Listening can at times be a challenge. Many of us have been socialized to tie our individual value and contributions to what we say because we have historically received affirmation based on things we have verbalized. I personally struggle with listening because I am a verbal processor, and I regularly need to ‘talk out’ ideas.

We all need reminders to focus on what is truly important in our relationships with others, and my crucible moment around listening came as a result of a professional development workshop I attended. The speaker asked us each to identify one relationship we wanted to improve and ask that person one simple question, “What is one thing I can start doing immediately to improve our relationship?”   I chose to approach my mother with this question. Her response was simple- “Sometimes I wish you would ask me about my day before you tell me about yours.” This statement hit me in the gut. I had not realized that I had formed a very selfish habit of making every phone call about me. That experience has shaped how I view and interact with others. The first step to improving my relationships was to listen first. Then, I needed to genuinely seek to understand rather than simply waiting for my turn to talk.

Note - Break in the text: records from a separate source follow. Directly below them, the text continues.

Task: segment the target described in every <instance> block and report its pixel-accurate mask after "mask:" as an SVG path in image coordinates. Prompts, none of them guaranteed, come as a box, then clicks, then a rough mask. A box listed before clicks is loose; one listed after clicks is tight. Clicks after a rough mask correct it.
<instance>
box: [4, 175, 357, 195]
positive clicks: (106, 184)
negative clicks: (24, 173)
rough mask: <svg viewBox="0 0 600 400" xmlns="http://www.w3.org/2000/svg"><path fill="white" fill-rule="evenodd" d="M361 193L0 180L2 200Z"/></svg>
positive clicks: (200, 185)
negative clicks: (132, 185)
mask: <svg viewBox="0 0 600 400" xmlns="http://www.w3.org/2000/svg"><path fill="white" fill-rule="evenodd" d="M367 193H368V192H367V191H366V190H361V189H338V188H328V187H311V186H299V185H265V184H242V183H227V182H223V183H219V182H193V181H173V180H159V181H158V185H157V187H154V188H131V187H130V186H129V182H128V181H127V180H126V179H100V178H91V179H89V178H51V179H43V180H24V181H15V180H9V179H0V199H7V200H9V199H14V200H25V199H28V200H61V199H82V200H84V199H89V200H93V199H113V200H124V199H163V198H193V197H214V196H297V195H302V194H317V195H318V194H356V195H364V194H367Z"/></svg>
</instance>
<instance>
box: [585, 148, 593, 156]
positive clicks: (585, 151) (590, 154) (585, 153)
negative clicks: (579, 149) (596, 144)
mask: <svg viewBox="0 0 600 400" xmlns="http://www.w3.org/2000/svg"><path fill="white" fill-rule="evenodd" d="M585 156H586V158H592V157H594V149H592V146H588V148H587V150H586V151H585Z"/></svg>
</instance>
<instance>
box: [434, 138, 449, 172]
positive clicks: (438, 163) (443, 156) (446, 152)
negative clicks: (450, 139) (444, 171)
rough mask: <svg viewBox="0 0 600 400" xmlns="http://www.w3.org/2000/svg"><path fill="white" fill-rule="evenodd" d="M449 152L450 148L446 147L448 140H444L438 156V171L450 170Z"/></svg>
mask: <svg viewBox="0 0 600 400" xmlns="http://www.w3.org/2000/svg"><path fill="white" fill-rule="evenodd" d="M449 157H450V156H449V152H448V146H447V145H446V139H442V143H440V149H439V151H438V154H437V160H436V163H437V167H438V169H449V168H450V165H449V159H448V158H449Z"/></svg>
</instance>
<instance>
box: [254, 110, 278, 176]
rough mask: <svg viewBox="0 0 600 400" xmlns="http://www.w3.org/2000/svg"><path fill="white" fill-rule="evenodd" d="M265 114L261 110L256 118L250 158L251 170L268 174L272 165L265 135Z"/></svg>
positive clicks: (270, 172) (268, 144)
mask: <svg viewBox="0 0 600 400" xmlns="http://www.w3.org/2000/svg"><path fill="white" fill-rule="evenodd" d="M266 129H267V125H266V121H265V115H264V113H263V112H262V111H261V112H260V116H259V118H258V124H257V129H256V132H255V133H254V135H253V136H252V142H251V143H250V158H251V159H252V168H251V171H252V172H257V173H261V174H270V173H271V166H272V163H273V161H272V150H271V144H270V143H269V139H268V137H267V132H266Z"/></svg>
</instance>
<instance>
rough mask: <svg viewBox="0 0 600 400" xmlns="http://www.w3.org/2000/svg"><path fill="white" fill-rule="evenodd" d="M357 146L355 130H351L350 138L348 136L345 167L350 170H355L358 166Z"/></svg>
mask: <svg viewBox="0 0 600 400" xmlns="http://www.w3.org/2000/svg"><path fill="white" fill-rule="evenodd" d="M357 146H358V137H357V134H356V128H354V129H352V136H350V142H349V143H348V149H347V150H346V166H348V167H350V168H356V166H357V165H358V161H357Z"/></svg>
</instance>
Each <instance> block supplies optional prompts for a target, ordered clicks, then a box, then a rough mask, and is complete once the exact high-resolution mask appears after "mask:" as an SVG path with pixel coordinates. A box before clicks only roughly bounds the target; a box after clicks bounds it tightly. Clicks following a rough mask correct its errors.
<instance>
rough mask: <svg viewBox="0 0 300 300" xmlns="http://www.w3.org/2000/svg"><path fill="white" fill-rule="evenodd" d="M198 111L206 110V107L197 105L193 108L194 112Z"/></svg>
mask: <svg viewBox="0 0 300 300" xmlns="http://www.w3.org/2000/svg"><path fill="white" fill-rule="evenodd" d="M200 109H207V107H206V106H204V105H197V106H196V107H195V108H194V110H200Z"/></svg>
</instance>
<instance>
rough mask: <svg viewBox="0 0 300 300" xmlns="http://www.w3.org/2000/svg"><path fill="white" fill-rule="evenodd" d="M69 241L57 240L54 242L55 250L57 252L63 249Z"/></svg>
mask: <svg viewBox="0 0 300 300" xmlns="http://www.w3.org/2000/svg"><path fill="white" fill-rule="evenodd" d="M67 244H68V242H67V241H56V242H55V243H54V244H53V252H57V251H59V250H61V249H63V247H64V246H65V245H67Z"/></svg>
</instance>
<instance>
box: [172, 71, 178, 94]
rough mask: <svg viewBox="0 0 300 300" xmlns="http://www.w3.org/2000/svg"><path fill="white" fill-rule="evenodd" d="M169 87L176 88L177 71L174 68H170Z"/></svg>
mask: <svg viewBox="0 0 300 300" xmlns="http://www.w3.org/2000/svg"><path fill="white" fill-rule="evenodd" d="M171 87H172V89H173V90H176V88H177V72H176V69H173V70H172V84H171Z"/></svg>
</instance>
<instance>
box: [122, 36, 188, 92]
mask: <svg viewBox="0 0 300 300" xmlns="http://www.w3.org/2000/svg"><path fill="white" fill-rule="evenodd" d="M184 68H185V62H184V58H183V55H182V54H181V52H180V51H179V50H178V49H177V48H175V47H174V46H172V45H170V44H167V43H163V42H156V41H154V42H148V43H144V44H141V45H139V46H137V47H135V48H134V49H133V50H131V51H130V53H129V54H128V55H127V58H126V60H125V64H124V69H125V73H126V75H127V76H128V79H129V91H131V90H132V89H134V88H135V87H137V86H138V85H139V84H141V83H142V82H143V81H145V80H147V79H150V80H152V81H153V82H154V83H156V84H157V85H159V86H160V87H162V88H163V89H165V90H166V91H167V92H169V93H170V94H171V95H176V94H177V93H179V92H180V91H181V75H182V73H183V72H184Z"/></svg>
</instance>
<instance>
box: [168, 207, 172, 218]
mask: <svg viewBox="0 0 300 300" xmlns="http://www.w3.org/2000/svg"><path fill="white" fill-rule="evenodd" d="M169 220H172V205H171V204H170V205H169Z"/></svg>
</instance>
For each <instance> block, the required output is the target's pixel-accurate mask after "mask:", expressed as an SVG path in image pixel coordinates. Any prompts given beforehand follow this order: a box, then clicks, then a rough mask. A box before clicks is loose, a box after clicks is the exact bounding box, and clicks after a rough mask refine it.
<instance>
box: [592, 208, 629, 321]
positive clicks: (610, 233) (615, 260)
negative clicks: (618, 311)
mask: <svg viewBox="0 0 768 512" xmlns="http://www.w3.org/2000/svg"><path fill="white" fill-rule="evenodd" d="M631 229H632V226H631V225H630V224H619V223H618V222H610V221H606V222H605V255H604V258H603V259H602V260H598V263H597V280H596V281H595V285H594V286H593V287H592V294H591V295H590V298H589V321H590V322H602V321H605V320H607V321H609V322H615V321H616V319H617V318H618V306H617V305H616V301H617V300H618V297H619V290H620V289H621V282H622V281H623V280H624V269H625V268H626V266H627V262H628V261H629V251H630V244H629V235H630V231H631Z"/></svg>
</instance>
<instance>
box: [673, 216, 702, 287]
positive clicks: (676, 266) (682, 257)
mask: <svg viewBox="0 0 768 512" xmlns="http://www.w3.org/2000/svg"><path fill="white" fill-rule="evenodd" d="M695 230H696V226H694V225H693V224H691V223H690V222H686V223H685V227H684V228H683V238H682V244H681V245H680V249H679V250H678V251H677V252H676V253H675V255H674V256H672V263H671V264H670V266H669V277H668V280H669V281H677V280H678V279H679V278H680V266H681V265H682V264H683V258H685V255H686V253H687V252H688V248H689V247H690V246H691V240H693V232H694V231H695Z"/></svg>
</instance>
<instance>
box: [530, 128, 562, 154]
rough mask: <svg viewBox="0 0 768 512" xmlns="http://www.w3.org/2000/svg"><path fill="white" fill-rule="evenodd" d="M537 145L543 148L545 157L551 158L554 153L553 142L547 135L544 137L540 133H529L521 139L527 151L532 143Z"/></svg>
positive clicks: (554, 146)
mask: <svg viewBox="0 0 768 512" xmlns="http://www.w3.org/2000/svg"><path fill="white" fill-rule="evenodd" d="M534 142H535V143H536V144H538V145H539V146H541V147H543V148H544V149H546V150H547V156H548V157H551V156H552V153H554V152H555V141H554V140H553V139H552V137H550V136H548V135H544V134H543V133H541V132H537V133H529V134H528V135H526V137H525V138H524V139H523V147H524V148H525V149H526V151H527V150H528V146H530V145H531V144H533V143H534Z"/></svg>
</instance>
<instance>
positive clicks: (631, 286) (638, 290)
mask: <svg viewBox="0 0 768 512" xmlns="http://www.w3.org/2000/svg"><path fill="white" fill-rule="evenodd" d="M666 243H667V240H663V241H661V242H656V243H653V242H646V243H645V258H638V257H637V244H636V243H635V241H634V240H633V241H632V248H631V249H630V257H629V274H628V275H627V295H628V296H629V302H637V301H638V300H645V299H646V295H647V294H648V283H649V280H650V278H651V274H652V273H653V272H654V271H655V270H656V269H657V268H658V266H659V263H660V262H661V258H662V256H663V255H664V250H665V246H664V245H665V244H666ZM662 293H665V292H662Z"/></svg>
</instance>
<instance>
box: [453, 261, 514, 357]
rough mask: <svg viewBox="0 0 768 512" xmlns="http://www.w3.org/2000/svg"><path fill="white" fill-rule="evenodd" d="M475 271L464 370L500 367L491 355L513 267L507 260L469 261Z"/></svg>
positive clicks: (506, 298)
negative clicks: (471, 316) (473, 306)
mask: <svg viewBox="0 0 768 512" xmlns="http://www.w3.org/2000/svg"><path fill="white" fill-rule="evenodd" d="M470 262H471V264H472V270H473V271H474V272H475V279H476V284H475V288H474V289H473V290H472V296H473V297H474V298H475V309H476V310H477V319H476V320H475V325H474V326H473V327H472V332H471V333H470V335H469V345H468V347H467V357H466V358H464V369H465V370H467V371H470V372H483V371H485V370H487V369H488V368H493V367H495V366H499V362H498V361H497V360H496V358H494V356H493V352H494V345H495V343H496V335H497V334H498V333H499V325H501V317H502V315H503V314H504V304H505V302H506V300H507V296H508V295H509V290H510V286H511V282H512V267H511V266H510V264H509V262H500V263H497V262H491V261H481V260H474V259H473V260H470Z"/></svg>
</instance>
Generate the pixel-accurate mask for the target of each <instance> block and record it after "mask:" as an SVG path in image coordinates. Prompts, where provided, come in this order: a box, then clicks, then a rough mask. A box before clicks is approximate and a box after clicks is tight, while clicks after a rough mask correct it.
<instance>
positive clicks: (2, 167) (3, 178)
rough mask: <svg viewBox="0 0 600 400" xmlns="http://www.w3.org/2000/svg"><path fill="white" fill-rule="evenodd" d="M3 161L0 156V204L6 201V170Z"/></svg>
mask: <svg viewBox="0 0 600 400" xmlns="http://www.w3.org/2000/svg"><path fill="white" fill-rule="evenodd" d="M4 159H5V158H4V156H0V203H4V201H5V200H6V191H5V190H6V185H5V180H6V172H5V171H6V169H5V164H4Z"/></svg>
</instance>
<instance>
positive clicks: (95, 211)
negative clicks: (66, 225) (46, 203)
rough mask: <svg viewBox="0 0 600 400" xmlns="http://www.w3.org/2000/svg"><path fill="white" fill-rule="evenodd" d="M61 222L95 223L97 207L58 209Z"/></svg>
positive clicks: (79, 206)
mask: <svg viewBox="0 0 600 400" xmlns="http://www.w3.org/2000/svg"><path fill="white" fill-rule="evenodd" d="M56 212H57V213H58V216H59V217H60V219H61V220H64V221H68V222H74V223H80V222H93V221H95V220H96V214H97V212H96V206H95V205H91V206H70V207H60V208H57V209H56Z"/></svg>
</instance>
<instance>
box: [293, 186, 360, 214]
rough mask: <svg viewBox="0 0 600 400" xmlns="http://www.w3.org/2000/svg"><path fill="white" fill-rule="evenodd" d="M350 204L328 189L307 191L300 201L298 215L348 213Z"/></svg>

Five things you can do to improve your listening skills:

  • Limit distractions– Quiet the voice in your head and be present in the conversation
  • Listen first– Genuinely seek to understand, not to be understood.
  • Listen for meaning not solutions– Seek first to understand the other person’s perspective, then determine if they need a coach, mentor, advisor, or just a listening ear
  • Paraphrase– Restate what you think was said and confirm with the person speaking what you heard
  • Don’t assume– Find out what matters most to the individual, not what you think is important to them. Use open-ended questions instead of leading questions to discover what is significant.

Challenge– Identify opportunities to listen when you would typically speak, try to increase the number of times you simply listen throughout the week.

Coaching Corner: International Coach Federation Core Competency #5- Active Listening

  • Active Listening– listening to what is said and not said, listening without agenda, and distinguishing between tone and body language.

-Jessie Johnson

 

Sources:

Covey, S.M.R. and Merrill, R.R. (2006). The speed of trust: The one thing that changes everything. New York, NY: Free Press.

Greenleaf, R.K. (2008). The servant as leader. Westfield, IN: The Greenleaf Center for Servant Leadership.

International Coach Federation. (N.D.). Core Competencies. Retrieved from http://coachfederation.org/credential/landing.cfm?ItemNumber=2206

Nichols, M. P. (2009). The lost art of listening: How learning to listen can improve relationships (2nd ed.). New York, NY: Guilford Press.

Northouse, P. G. (2013). Leadership: Theory and practice (6th ed.). Thousand Oaks, CA: Sage publications.